Daredevil Season 2: Highlights and Lowlights


I virtually never binge TV, preferring to take my time and view a maximum of two or three episodes per sitting. But this past Saturday, before I even realized what was happening, I had sat threw 10 damn hours of Daredevil Season 2 with little to no breaks. This show just took control of me. In spite of all of the complaints I’m going to bring up shortly, this was an undeniably effective season of television in that I was not bored for even a single second throughout these 13 hours. Never did I restlessly check to see how many minutes were left in any given episode, and at the end of the day, whether a piece of art kept you engaged is what’s most important.

In a lot of ways, Daredevil’s second season is superior to the first, while in other departments it fell short. Overall, I’d argue the two are roughly equal in quality, and enjoyable for slightly different reasons. The sophomore year certainly wasn’t a decline in quality, nor did it blow the first out of the water.

Assuming we can remember any individual moments from this hazy 13-hour experience, let’s run through a couple of this year’s highlights and lowlights.

From here on out, expect spoilers for the entire second season of Daredevil. 

Highlight: Jon Bernthal

It is evidently a Daredevil tradition for the side characters to overshadow the titular hero. Poor Charlie Cox. Just as Wilson Fisk was the clear MVP of Season 1, this time around that title belongs to Jon Bernthal, who delivers a jaw-droppingly good performance as The Punisher. Creating a complex antihero takes work, and it’s not as simple as having a seemingly evil dude spout off a tearful monologue about his tragic past. Bernthal plays Frank Castle as a man we fear and sympathize with at the same time, rather than a character who starts off as Arnold Schwarzenegger in Terminator 1 and suddenly turns into Arnold Schwarzenegger in Terminator 2.

In an alternate universe where the Emmys recognized genre shows like these, the clip shown before Bernthal’s introduction would most definitely be his scene with Matt at the graveyard at the end of “Penny and Dime.” Even after all of the comic-book insanity to come, looking back, this ten minute conversation between Daredevil and The Punisher is my easily favorite sequence of the entire season.

Matt and Frank, two men with a surprising number of things in common but who very nearly killed one another multiple times, leave the graveyard with a profound respect for one another. “You’d have made a hell of a marine, Red,” Frank says to Matt, invoking his nickname that began as a sarcastic insult but has become a term of endearment.

Frank recounts a heartbreaking story, but not about seeing a buddy die in the war or even the day that his family was killed.
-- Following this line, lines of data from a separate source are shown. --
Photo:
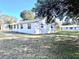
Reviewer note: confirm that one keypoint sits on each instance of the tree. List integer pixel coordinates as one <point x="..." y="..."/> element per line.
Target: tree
<point x="27" y="15"/>
<point x="57" y="9"/>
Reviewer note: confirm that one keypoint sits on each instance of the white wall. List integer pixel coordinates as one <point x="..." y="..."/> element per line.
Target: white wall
<point x="36" y="28"/>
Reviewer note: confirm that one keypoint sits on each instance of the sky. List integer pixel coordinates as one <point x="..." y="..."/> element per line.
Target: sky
<point x="14" y="7"/>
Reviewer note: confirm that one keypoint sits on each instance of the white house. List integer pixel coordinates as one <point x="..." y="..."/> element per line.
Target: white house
<point x="33" y="27"/>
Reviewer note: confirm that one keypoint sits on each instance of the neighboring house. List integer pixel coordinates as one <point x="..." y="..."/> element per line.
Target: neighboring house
<point x="69" y="28"/>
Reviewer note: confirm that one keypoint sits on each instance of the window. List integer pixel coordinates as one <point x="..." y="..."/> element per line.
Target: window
<point x="21" y="26"/>
<point x="41" y="25"/>
<point x="29" y="26"/>
<point x="71" y="27"/>
<point x="51" y="26"/>
<point x="10" y="26"/>
<point x="17" y="26"/>
<point x="66" y="27"/>
<point x="75" y="28"/>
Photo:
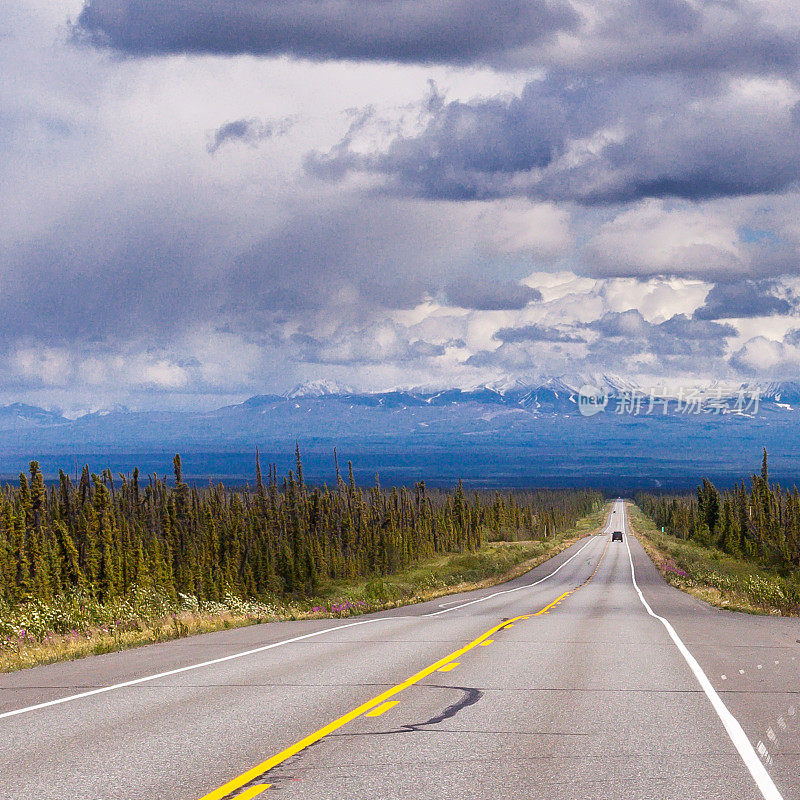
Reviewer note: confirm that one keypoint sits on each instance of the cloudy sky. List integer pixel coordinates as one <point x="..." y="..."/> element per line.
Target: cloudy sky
<point x="208" y="199"/>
Sometimes the most dramatic moments in life aren’t the ones that endure in our minds; the simple ones do. In this case, Frank can not stop reliving the night he was too exhausted to read to his daughter.

“The first time I felt how tired I was, you know, I was just…tired, you know? You ever been tired, Red? It’s just, I couldn’t do nothing, you know? All the things…I couldn’t take my wife to bed. Ball with the boy. Shit…I was too tired, I couldn’t even drink a goddamn beer, you know.
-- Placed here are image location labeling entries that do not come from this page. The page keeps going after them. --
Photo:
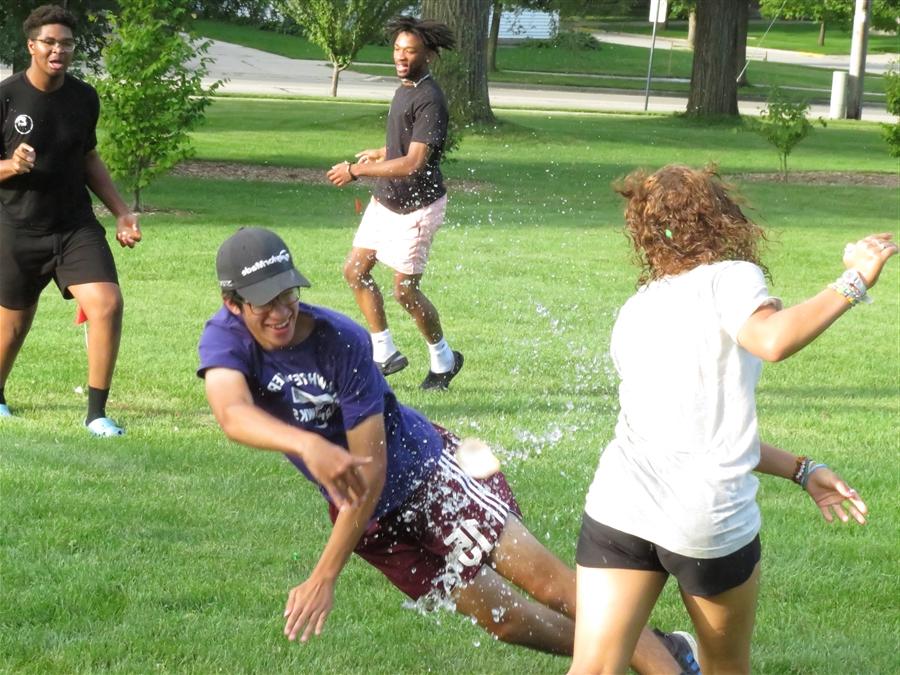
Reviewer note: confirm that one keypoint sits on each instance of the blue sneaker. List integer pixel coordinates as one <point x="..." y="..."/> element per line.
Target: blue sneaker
<point x="683" y="648"/>
<point x="103" y="427"/>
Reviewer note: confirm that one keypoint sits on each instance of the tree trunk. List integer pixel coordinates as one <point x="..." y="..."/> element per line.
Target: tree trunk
<point x="713" y="88"/>
<point x="743" y="25"/>
<point x="496" y="12"/>
<point x="462" y="73"/>
<point x="335" y="74"/>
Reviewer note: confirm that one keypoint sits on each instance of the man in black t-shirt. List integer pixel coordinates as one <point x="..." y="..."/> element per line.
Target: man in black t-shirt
<point x="408" y="202"/>
<point x="48" y="160"/>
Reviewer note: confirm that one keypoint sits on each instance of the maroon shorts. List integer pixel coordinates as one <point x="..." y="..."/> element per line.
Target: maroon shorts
<point x="440" y="537"/>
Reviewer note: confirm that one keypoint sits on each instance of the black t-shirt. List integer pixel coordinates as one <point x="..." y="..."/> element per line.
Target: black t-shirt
<point x="418" y="114"/>
<point x="61" y="127"/>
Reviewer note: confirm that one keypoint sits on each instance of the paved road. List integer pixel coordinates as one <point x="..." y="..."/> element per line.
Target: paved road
<point x="875" y="63"/>
<point x="250" y="71"/>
But not her. My girl was up. See, she wanted me to – she wanted me to tuck her in. She outgrew it, she knew it, but she didn’t care. She wanted it. She had that book. Her favorite book was out on the pillows. One Batch, Two Batch…Penny and Dime. Yeah. I read her that book every night before this shit. I read it every single night, but see, that was over now because Daddy’s home now. She looked at me and she begged me, Red. She begged. She begged.

I said ‘No. Daddy’s too tired, see. But I’ll…I’ll read to you tomorrow night. I’ll read to you tomorrow night, I promise.’ Never think that…for her there was not gonna be any tomorrow, see. The last time I’d see her, I’d be holding her lifeless body in my arms.”
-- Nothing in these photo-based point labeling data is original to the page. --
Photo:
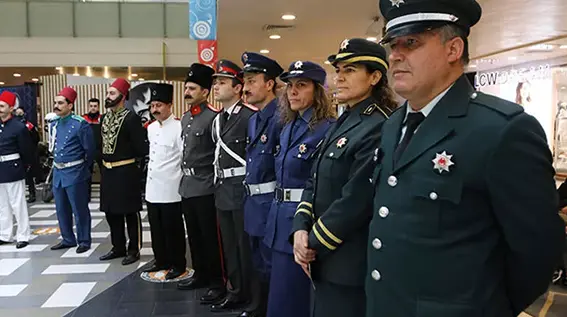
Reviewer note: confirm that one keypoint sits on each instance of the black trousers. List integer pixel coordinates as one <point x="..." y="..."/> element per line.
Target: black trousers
<point x="118" y="236"/>
<point x="202" y="233"/>
<point x="168" y="234"/>
<point x="237" y="254"/>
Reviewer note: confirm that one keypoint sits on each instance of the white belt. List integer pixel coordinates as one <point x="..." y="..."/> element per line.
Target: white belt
<point x="9" y="157"/>
<point x="231" y="172"/>
<point x="260" y="189"/>
<point x="289" y="194"/>
<point x="68" y="164"/>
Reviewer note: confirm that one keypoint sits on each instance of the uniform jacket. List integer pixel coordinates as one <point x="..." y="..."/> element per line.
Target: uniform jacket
<point x="264" y="130"/>
<point x="72" y="141"/>
<point x="298" y="151"/>
<point x="164" y="167"/>
<point x="336" y="206"/>
<point x="459" y="228"/>
<point x="229" y="193"/>
<point x="198" y="151"/>
<point x="14" y="138"/>
<point x="123" y="138"/>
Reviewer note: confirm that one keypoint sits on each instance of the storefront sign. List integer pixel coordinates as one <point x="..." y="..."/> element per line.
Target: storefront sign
<point x="484" y="79"/>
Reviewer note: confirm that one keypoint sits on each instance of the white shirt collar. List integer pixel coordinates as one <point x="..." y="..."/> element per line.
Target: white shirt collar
<point x="429" y="107"/>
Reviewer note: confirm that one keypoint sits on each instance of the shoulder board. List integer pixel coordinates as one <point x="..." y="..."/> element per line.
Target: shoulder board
<point x="504" y="107"/>
<point x="249" y="106"/>
<point x="78" y="118"/>
<point x="213" y="109"/>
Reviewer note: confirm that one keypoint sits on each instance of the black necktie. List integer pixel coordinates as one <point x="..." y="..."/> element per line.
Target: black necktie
<point x="413" y="120"/>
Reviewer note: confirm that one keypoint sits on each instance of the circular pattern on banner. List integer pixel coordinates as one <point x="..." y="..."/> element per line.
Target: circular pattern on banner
<point x="201" y="29"/>
<point x="159" y="276"/>
<point x="205" y="4"/>
<point x="207" y="55"/>
<point x="46" y="231"/>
A lesser series might have had Frank recall his family’s death in brutal detail to manipulate the audience, but reflecting back on the night before makes Frank’s pain land even harder. And never do we get the sense that we’re watching an actor recite a monologue that a writer composed specifically to make us cry. We’re watching a defeated man struggling to put words to a feeling that has been stuck inside for too, too long.

Lowlight: Too Many Unanswered Questions

With the last few episodes of the season, it’s difficult to become particularly invested when we have no idea what the hell is going on. What the hell is Black Sky? What does it mean that Elektra is Black Sky? Why is that important? What is the Hand’s end goal? Why do they want Elektra? What’s going on with that giant bottomless pit? What’s up with those kids, and what is draining their blood accomplishing exactly? What is happening?

Obviously we aren’t supposed to know for sure, and I’m by no means opposed to setting up a broader mystery that I’m assuming will become the Defenders’ version of Thanos and the Infinity Stones. But the problem is that I didn’t have nearly enough information to a be worried about what was going to happen because I had no clue what the stakes were. Even a brief explanation of what Black Sky is, and why Elektra being Black Sky is a big deal, would have been an enormous help.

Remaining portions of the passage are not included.